Susan Quaggin, MD, an international authority in the field of nephrology, will join Northwestern University Feinberg School of Medicine as the Charles Horace Mayo Professor of Medicine, and serve as director of the Feinberg Cardiovascular Research Institute (FCVRI) and chief of the Division of Nephrology, effective January 2013.
“As one of the world’s most dynamic and creative investigators in the fields of nephrology and vascular biology, Dr.
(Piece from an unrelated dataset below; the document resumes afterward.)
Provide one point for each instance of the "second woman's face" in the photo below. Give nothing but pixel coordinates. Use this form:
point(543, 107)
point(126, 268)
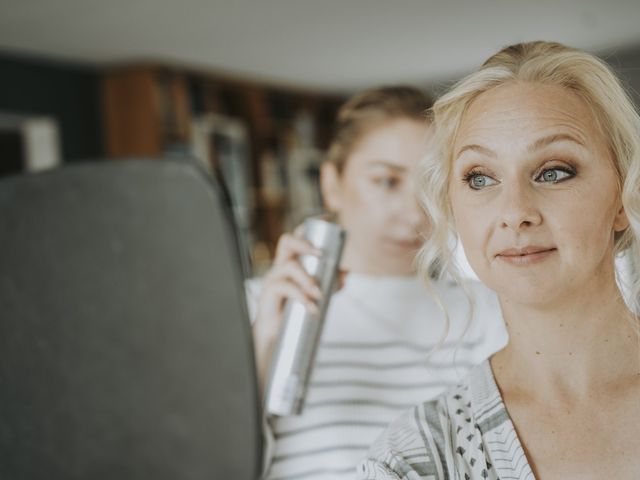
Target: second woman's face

Quaggin will make an outstanding addition to the Feinberg faculty,” said Eric G. Neilson, MD, Feinberg’s vice president for medical affairs and Lewis Landsberg Dean. “Her career has been built around the pursuit of novel genetic methods to understand the complexity of capillary formation in health and disease, and her leadership will undoubtedly shine an international spotlight on the division and our cardiovascular research institute.”
A graduate from the Faculty of Medicine at the University of Toronto, Quaggin received her specialty degree in internal medicine in 1992. She completed subspecialty training in nephrology at the University of Toronto and did a post-doctoral fellowship at Yale University, where she studied the genetic basis of kidney development. In 1997, she returned to Toronto for a second post-doctoral fellowship in complex mouse genetics in the renowned laboratory of Janet Rossant, and then went on to establish her own stellar program in vascular biology. She comes to Feinberg following long tenure as a scholar and professor of medicine at Toronto, where she currently holds the Gabor-Zellerman Chair in Medicine. A senior scientist with the Samuel Lunenfeld Research Institute at Mount Sinai Hospital, she also is a practicing nephrologist at St. Michael’s Hospital.
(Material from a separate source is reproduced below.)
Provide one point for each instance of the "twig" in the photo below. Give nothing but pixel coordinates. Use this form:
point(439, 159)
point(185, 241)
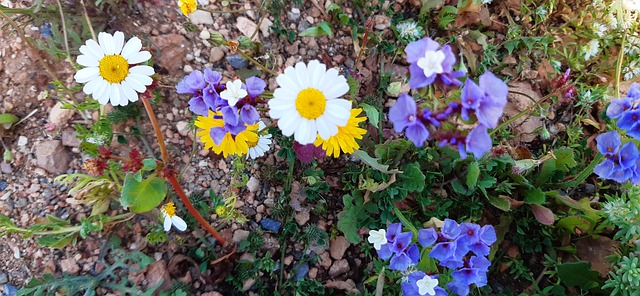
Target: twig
point(64, 32)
“Dr. Quaggin’s arrival extends the impact and competitiveness of Feinberg, and her perspectives will reinvigorate the FCVRI and take research orientation in some new and exciting directions,” said Douglas Vaughan, MD, Department of Medicine chair. “Her leadership will be a magnet for future talent, and I expect she will immediately accelerate and grow our basic research in nephrology,”
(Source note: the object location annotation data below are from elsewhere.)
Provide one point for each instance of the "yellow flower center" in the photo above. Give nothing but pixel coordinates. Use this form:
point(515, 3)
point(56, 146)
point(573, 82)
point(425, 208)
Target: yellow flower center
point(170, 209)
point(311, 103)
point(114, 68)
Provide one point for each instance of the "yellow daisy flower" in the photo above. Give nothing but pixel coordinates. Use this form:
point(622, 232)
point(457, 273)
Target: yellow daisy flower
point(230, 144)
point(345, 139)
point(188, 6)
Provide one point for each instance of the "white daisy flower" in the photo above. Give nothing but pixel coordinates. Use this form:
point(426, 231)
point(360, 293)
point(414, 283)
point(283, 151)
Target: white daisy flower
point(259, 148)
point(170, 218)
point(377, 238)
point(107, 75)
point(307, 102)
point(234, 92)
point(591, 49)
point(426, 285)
Quaggin’s major research focus is on the genetic and molecular pathways that establish and maintain complex capillary structures, particularly those forming the renal glomerular filtration barrier — a highly selective filter that separates circulating blood from the urinary space in the kidney. She has chaired many international research meetings and review panels and is the rising program chair for the 2014 national meeting of the American Society of Nephrology. The recipient of the 2009 Medal for Excellence from the Kidney Foundation of Canada, she is also deputy editor of the Journal of the American Society of Nephrology, the leading kidney journal in the world, serves on the editorial boards of several other journals, and is an elected councilor of the American Society for Clinical Investigation and the International Society of Nephrology. Quaggin was recently named an Academy of Finland Distinguished Professor.